Des doses de potassium "100 fois supérieures" à celles attendues avaient néanmoins été retrouvées chez une patiente d'une trentaine d'années, Sandra Simard, ont noté les experts. "Si cette patiente avait vraiment reçu la dose de potassium qu’on a retrouvée dans la poche, elle aurait dû mourir! Et elle aurait fait un malaise immédiatement, pas une heure après", justifie Frédéric Péchier. En arrêt cardiaque, la jeune femme a été sauvée in extremis par l'anesthésiste sur la table d'opération.

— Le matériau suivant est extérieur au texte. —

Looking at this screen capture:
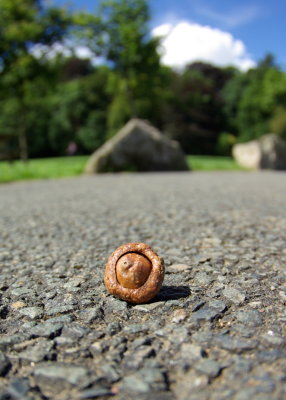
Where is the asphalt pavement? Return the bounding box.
[0,171,286,400]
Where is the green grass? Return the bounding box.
[0,156,89,183]
[0,154,245,183]
[187,155,245,171]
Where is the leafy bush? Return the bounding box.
[216,132,237,156]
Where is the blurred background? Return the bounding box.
[0,0,286,181]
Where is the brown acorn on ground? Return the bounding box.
[104,243,164,304]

"En France, un tiers des décès liés à l’anesthésie n’ont pas de cause identifiée. Il existe toujours un aléa thérapeutique", rappelle Frédéric Péchier.

Parmi les trente patients empoisonnés, un seul a été endormi par Frédéric Péchier lui-même le jour de son opération. Pour les enquêteurs, il s'agit d'une mise en scène pour se créer un alibi et détourner les soupçons. "C’est quand même aberrant comme raisonnement! Au contraire, ça me désignait directement, puisqu’une enquête était en cours", répond Frédéric Péchier.

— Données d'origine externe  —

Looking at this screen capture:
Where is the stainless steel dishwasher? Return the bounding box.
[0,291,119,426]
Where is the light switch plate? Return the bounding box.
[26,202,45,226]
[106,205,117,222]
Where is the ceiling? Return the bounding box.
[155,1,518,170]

Parmi les hypothèses également soulevées par les enquêteurs, il y a celle d'une vengeance dans un contexte de conflit entre Frédéric Péchier et certains de ses collègues. Mais selon le principal intéressé, "des conflits, il y en avait entre tout le monde", explique-t-il, ajoutant que lui n'en "avait pas en particulier".

"Depuis le départ, on a dit 'c’est Péchier', ça arrange bien tout le monde, notamment la clinique. On m’accuse même de cas survenus alors que j’étais absent! Et faute de preuves, on essaie de trouver une cause", estime l'ancien spécialiste.

"Rétablir certaines vérités"

S'il a choisi de prendre la parole aujourd'hui, c'est "pour rétablir certaines vérités", et parce que les juges ne l’ont "pas entendu pendant quatre ans", selon Frédéric Péchier. Pourtant, lors de sa dernière audition par le juge d'instruction, en mars dernier, il avait refusé de s'exprimer.

"Il ne s’était rien passé pendant des années, et d’un seul coup, on a organisé neuf auditions en trois semaines", explique-t-il, ajoutant que ses avocats avaient reçu les expertises médicales seulement quelques jours avant.

L'homme de 51 ans, qui vit dans la Vienne, a vu son contrôle judiciaire récemment allégé et peut désormais revenir dans le Doubs voir ses enfants. Mais une récente ordonnance de la juge d'instruction lui interdit d'exercer la médecine. "J'ai tout perdu. Ma vie professionnelle, sociale, familiale… J’ai dû retourner vivre chez mes parents, dans ma chambre d’ado, c’est infantilisant. Je n’ai pas vu mon fils grandir, mon mariage n’a pas résisté non plus. Je n’ai aucun revenu, je ne peux pas être présent pour mes proches", déplore-t-il. En octobre 2021, disant vouloir "mourir innocent", l'homme a tenté de se suicider.

"Si je me suis défenestré il y a un an et demi, c’est pas pour rien, c’était pour en finir. Le fait de pas être entendu, ça devenait insupportable", ajoute-t-il.

L'instruction est toujours en cours et pourrait durer encore longtemps avant de statuer sur un potentiel jugement. Qu'importe, Stéphane Péchier est "prêt" à se réexpliquer. "Je n’ai jamais empoisonné personne. Je suis innocent, et je me bats pour que cela soit reconnu".